Authorities last week unveiled 3D-printed copies of the decoys that inmates Frank Morris and brothers John and Clarence Anglin constructed with soap, plaster, and human hair.
Morris and the Anglins placed the imitations in their beds and climbed through a wall to escape the island prison, a mile and a quarter from land. The men were never found.
Inmate Clayton West also created a head but never made it out of the maximum-security prison that housed dangerous criminals and offenders with a history of escaping.
Authorities said they made replicas instead of displaying the original decoys because they are fragile and remain evidence in the still-open investigation into the escape by the U.S. Marshals Service.
"We understand the original items can't be out here — they've got to be archived," said John F. Bennett, FBI special agent in charge in San Francisco. "But we recognize that those items are also part of the rich and historic fabric and the landmark of this city."
Bennett said a team from the FBI's laboratory in Quantico, Va., traveled to San Francisco to scan the original decoys.
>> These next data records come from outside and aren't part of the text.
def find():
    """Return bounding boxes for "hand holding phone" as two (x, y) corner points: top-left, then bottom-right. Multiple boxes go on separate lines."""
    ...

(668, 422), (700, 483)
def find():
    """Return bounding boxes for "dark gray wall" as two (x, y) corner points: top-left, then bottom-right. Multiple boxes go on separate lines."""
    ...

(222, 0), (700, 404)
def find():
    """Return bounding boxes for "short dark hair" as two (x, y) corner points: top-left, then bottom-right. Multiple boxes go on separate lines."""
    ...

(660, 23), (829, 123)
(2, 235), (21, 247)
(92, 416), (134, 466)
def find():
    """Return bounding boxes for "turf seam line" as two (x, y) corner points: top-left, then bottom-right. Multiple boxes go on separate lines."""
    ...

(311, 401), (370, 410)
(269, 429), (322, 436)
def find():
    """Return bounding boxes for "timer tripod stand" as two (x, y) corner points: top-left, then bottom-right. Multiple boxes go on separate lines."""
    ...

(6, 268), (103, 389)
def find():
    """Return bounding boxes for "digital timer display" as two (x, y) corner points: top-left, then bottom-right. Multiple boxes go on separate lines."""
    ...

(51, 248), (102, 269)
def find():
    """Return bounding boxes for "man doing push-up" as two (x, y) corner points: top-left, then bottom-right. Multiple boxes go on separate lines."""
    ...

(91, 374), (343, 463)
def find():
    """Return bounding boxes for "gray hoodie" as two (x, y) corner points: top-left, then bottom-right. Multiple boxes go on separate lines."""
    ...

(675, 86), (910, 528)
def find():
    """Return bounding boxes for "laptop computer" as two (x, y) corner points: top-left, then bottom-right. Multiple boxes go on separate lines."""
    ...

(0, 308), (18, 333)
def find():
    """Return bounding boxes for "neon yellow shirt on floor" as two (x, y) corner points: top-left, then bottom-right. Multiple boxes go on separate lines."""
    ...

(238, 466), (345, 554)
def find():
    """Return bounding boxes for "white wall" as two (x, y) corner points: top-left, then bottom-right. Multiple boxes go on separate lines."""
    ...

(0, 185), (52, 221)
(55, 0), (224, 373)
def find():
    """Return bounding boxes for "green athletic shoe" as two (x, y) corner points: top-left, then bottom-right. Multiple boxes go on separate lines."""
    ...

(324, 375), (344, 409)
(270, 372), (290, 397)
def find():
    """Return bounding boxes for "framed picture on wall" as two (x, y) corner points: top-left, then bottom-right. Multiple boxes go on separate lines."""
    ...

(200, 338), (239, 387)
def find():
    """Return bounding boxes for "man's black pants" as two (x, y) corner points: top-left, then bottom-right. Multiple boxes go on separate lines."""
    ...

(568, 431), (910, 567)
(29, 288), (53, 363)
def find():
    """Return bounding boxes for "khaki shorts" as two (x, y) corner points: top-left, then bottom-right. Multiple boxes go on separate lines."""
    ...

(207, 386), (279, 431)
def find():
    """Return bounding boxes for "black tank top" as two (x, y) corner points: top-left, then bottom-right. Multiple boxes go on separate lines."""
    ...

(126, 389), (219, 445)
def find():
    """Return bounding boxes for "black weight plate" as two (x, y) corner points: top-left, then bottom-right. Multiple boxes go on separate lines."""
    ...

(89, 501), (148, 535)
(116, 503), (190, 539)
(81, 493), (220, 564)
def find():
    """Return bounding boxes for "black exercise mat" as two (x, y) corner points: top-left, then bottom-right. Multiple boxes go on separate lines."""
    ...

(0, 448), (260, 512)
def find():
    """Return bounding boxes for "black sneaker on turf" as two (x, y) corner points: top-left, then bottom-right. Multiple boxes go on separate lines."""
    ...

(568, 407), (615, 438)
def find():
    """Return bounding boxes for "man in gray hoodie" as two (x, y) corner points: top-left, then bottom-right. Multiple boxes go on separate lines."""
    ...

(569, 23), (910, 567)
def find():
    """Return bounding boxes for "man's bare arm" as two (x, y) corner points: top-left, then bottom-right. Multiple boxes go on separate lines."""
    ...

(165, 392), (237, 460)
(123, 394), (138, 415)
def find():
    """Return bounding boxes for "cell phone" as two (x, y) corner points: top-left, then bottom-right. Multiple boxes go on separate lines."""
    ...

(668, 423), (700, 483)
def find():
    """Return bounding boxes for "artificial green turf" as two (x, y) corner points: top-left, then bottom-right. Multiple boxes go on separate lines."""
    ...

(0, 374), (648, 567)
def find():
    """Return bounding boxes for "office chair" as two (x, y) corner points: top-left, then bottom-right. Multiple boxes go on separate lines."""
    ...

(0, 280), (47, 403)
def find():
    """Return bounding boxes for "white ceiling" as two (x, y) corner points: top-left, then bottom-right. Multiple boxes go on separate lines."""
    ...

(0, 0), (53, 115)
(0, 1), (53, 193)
Employees at the lab donated their own hair to accurately re-create the original masks, which included hair that the inmates had collected from the prison barber shop.
"The hair and the paint on here is exactly what the prisoners did," Bennett said, showing the replicas brought to the island in black, waterproof cases.
The FBI investigated the prison break — which was featured in the 1979 movie Escape from Alcatraz starring Clint Eastwood — for 17 years before it was turned over to the Marshals Service.
Models of the heads that were used in the movie have been on display to Alcatraz visitors, and the FBI hopes the public will soon be able to view the agency's replicas, which were unveiled along with "Wanted" signs for the long-escaped inmates.
Authorities continue to investigate all credible leads, said Don O'Keefe, U.S. marshal for the Northern District of California.
"Some may believe that we're chasing shadows, but our efforts are meant not just to perform due diligence, but to be a warning to other fugitives, that U.S. Marshals don't give up because of the passing of time," he said in a statement.